Blip functions can have an arbitrary number of parameters. The parameter list is marked with params/smarap in the defun statement. The corresponding set of arguments is marked with args/sgra. Just like in C, the first argument is bound to the first parameter, the second argument is bound to the second parameter and so forth. The first step in implementing parameters is to modify your call expression so that, when it is executed, each of the arguments is evaluated and the value is assigned to a variable with the name of the parameter.

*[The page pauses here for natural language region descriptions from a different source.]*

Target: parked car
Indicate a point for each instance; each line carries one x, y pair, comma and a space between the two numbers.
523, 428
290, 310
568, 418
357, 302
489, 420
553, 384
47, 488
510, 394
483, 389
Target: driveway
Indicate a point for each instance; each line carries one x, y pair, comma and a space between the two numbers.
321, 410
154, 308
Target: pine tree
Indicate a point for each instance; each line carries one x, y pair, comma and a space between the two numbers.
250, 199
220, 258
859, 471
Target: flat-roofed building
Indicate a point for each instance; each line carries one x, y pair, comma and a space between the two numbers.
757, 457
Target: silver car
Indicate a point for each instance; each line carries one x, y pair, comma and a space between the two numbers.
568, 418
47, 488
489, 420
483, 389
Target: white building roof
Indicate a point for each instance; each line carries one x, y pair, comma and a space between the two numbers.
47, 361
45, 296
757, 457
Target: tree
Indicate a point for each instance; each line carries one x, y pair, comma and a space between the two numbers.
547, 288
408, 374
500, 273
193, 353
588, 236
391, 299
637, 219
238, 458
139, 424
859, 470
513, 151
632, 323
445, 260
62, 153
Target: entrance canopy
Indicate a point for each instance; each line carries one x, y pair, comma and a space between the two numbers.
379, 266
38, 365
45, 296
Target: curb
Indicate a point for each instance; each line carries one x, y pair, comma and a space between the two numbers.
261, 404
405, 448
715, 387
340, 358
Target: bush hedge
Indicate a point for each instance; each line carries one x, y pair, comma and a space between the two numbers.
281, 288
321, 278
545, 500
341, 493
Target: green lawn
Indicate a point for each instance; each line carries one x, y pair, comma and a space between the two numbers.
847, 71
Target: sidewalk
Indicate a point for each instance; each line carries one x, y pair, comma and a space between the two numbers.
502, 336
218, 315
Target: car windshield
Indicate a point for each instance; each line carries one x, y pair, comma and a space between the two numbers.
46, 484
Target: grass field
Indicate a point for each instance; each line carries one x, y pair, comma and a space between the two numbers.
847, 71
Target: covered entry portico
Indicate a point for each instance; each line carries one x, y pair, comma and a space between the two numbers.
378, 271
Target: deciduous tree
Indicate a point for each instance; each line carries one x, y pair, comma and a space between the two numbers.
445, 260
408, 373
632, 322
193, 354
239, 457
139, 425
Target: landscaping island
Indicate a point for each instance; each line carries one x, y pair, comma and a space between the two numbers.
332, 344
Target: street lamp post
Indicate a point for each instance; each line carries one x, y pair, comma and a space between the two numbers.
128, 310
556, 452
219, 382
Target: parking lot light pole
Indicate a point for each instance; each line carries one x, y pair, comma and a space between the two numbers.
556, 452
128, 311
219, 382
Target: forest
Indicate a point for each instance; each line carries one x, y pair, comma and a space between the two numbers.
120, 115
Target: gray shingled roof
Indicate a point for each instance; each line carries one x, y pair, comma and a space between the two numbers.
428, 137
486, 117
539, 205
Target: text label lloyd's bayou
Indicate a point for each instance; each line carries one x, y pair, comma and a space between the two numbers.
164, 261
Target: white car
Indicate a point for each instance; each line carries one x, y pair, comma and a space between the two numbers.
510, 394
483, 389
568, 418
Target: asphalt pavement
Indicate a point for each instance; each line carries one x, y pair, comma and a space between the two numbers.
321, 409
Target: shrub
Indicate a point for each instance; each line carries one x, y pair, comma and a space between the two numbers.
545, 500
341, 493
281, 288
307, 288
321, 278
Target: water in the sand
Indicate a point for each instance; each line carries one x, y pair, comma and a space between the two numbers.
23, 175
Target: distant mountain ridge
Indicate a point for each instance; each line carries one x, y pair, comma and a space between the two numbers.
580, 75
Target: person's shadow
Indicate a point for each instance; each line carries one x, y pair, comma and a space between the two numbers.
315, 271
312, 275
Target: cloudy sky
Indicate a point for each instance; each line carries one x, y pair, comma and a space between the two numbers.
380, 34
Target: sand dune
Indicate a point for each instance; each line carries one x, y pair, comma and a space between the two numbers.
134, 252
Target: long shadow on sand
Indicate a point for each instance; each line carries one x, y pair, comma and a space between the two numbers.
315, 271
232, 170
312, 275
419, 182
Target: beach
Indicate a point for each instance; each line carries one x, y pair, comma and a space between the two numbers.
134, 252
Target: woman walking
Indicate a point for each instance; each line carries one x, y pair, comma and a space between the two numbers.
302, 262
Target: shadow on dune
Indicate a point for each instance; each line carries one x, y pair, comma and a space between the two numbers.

There are many possible implementations of variable scoping. You’re free to choose any implementation strategy that you would like. However, my personal favorite involves using multiple symbol tables. When the parameter x comes into existence, it is placed into its own symbol table - the local variables for function fun. When the function returns, its local-variable symbol table is completely erased. However you decide to implement local variables, the correct behavior in Blip is defined as follows

  • Global statements (statements that are outside of any function) have access only to variables that are also outside of any function. Variables defined outside of any function are known as “global variables”
  • Statements inside a function have access to both local variables and global variables. Local variables are variables defined with var statements that appear within the function’s body, or parameters that appear within the statement’s parameter list. In Blip, parameters and local variables are the same scope. Also, new scopes are only created for functions.
    • If a variable appears in an expression inside a function body, and that variable is defined as a local variable, then the value of the local variable must be used for the expression. It does not matter if the variable is also a global variable.
    • If a variable is used as the target of a var statement inside a function, then a new “local” variable is being created. If there is a global variable with the same name, then the new local variable hides the global. If there is a parameter with the same name, or if there is a previously executed var statement in the same function with the same name, then a warning is generated (same as for Phase A warnings).
      • Note that parameters and locals are considered the same scope.
      • Note that only functions create new scopes - if and do blocks do not create new scopes (this is different from C).
    • If a variable is used as the target of a set statement, and the variable has previously been set by an executed var statement from the same function, then the local variable is used, even if a global variable exists by the same name.
    • If a variable is used as the target of a set statement, and the function has not previously executed a var statement with the same name, then the set statement assigns to the global variable. If there is no global variable, then a warning is generated (same as described for Phase A).
    • If a function is nested inside other functions, then statements and expressions within that function can access only the local variables for that specific function or globals. A function cannot access local variables defined by an outer function.

Early return statements

Blip function can have multiple return statements. If there are zero return statements, then the function returns the value 0. Otherwise, the first return statement that is executed supplies the returned value. Additionally, as soon as a function executes a return statement, the function must immediately stop executing and return control to its caller. To make things consistent, return statements can also appear in the “main program” (i.e., the Blip statements that appear outside of any functions constitute the main program). The first of these return statements that are executed forces the Blip program to immediately stop.

How you go about implementing the return statement depends entirely on how you structured your program - how you execute statements and functions. I have no specific advice. There are no fancy data structures or complex semantics to worry about. Please do keep in mind that we prefer clean and well-designed code over sloppy code and that your style is part of your grade for this project.